How can creative minds play a role in effecting social change? That was the question posed by Justin Trudeau, keynote speaker at the Leading Social Change session, part of Advertising Week at MaRS in Toronto. A member of Canada’s federal parliament, representing the Montreal riding of Papineau, the 39-year-old—eldest son of political royalty, former Prime Minister Pierre Trudeau—had much to say about the transformative potential of advertising.
photo credit: Liam Maloney
Let’s be honest. For many of us, the traditional image of an “ad man” is that of someone influenced less by social good than that “other” compelling motive known as profit. But a simple look at the level of successful cause marketing campaigns gives one reason to pause. In fact, the collaboration between public policy and advertising has led to a number of powerful marketing initiatives – and, yes, change. Take the reduction in HIV infections thanks, in part, to campaigns on safe sex and the rise in environmentally friendly behavior, no doubt influenced by the media’s heightened focus on green.

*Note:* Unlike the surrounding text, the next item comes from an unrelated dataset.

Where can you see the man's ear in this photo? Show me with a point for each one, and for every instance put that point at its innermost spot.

Even Mad Men’s Don Draper took on Big Tobacco by writing (while chain-smoking) a full-page New York Times ad in Episode 12 titled, “Why I’m quitting tobacco.” Granted, it was partially inspired by revenge, coming as it did on the heels of losing the Lucky Strike account. But human behavior is seldom perfectly altruistic, is it? In any case, his actions were rewarded when the American Cancer Society asked Sterling Cooper Draper Price to build an anti-smoking campaign. But I digress…

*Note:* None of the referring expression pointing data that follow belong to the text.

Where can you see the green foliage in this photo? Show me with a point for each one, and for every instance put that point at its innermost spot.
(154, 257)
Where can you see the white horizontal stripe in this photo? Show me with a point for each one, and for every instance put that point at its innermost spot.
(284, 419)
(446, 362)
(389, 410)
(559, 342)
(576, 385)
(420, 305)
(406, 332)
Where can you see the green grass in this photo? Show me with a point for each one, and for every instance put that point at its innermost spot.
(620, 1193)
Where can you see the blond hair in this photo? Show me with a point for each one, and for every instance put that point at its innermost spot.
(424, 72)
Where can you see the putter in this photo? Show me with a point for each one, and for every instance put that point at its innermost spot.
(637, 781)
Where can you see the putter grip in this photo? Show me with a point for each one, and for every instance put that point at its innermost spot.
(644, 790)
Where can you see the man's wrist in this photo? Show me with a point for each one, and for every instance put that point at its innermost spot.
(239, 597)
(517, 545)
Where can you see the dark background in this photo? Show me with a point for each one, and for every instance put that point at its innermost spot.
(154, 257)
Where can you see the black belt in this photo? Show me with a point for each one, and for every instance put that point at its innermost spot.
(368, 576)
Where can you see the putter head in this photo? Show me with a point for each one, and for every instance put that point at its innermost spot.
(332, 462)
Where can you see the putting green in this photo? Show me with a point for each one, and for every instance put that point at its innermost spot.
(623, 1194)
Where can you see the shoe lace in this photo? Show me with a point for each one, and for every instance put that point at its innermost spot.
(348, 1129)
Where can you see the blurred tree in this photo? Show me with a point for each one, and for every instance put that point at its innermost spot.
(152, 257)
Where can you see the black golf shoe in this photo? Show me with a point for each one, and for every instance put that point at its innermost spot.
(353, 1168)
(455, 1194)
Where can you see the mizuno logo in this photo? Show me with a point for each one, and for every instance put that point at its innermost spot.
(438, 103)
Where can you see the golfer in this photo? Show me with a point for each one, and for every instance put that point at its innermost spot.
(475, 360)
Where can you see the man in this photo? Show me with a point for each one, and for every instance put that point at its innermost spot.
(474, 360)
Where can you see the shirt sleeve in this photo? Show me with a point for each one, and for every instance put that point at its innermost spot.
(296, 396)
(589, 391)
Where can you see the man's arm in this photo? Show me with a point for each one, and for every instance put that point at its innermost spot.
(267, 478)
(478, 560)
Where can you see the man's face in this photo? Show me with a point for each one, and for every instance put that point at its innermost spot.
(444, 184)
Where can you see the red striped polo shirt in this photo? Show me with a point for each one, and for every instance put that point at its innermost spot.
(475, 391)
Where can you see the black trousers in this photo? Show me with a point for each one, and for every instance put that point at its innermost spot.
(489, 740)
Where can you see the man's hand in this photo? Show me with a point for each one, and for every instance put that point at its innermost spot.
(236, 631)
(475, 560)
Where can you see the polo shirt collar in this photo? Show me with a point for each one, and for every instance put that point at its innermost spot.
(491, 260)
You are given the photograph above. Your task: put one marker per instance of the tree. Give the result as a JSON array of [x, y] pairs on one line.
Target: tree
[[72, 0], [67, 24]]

Don Draper (Jon Hamm), Mad Men
Okay, back to Trudeau. Advertising has the potential to foster profound transformation, he stated, by tapping into the most powerful MO in its disposal: convincing people they need something and that they must invest in that something pronto. But rather than a bottle of shampoo or the latest BMW, the need we’re talking about here is nothing short of a seismic shift on a societal scale. Not exactly another day in the office. The toughest part of the sales pitch? That type of change goes against our basic, natural instincts. “Any stable society needs to be resistant to change and upheaval to a certain extent,” said Trudeau. But with over 7 billion people on the planet today, living without care of consequence is no longer good enough. We need to think about what goes in and what goes out. And, he added, with poverty and human rights abuses on the upswing, “we can’t simply live in solos anymore.”
photo credit: Liam Maloney
A behavior shift is imperative but, unless there’s an engaged buy-in by individuals more mindful of their choices and how their small actions echo forward through time, it ain’t happening. As influencers, inspirational motivators of the digital age, advertisers can help convince people that engaging in certain behavior will lead to desired results, that each and every one of them can make a difference. And when that happens, said Trudeau, “as soon as everyone understands how much power we have as individuals to shape the world, suddenly changing the world goes from being a nice idea to flat out inevitable.”
One small step for societal change, one giant leap for Donald Draper.